Lonely at the Top

Das Lichtmeß-Kino zeigt am Donnerstag mit den beiden Dokumentationen „Gasherbrum – der leuchtende Berg“ und „The Making of ,Everest‘“ zwei sehr unterschiedliche Zeugnisse vom menschlichen Größenwahn

1984 hatte Reinhold Messner nur noch vier Zehen. Trotzdem startete er mit seinem Kompagnon Hans Kammerlander zu einer einzigartigen Expedition. Ihr Ziel war eine Doppelbesteigung, von zwei Achttausendern im Karakorum-Gebirge im Norden Pakistans. Die als Gasherbrum I und II bekannten Gipfel wollten sie ohne Sauerstoff, mit einer nur minimalen Ausrüstung und ohne eine Zwischenstation im Basislager überschreiten.

Der Regisseur Werner Herzog, für seine Faszination an solchen Gewaltakten nicht erst seit seinem Spielfilm Fitzgeraldo berühmt, hat die beiden Gipfelstürmer bei ihrer Tour de force begleitet. Dabei ist der 45-minütige Dokumentarfilm Gasherbrum – Der leuchtende Berg entstanden, der nun zusammen mit der 1996 produzierten Dokumentation The Making of „Everest“ von Greg MacGillivray im Lichtmeß Kino zu sehen ist.

Herzogs Film versucht, mit langsamen Kamerafahrten und spärlichen Kommentaren der Frage nachzugehen, worin die offenbar unstillbare Sehnsucht einiger weniger besteht, ihr Leben bei dieser extremen Form der Naturbeherrschung immer wieder aufs Spiel zu setzen. In den festgehaltenen Gesprächen mit Reinhold Messner wird trotz des in erster Linie abenteuerlichen Themas die altbekannte Dialektik deutlich, derzufolge Aufklärung in ihrer letzten Konsequenz wieder in Mythos umzuschlagen droht.

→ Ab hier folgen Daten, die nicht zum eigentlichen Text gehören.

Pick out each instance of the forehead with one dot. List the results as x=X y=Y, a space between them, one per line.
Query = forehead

Messner, der technisch versierte und jede Kleinigkeit kalkulierende Profi ist zwar bereit, seine Art von Weltbezwingung als Degenerationserscheinung der Menschheit zu bezeichnen, aber auf die Frage nach dem Warum seines unermüdlichen Bergsteigerwahns hüllt er sich in Schweigen oder weicht aus in Vergleiche zu großen Künstlernaturen, deren Wirken unter Einsatz des eigenen Lebens ebenfalls als unerklärlich gilt. Wo es aber an Erklärungen mangelt, ist der Mythos von der archaischen Suche nach den eigenen Grenzen nicht weit. Diese Rätselhaftigkeit bleibt auch dem Film erhalten, denn Herzog musste im Basislager zurückbleiben. Die wenigen Aufnahmen vom Erklimmen der beiden Gipfel wurden von Messner selbst mit einer kleinen Handkamera gemacht. Das Fesselnde dieser Dokumentation besteht vor allem in der von jedweder Verklärung entfernten Sachlichkeit, mit der Werner Herzog in seinen Bildern und seinen Fragen dem Menschen Reinhold Messner näher zu kommen scheint, als es diesem auf seinen einsamen Ausflügen auf das Dach der Welt selbst gelungen ist.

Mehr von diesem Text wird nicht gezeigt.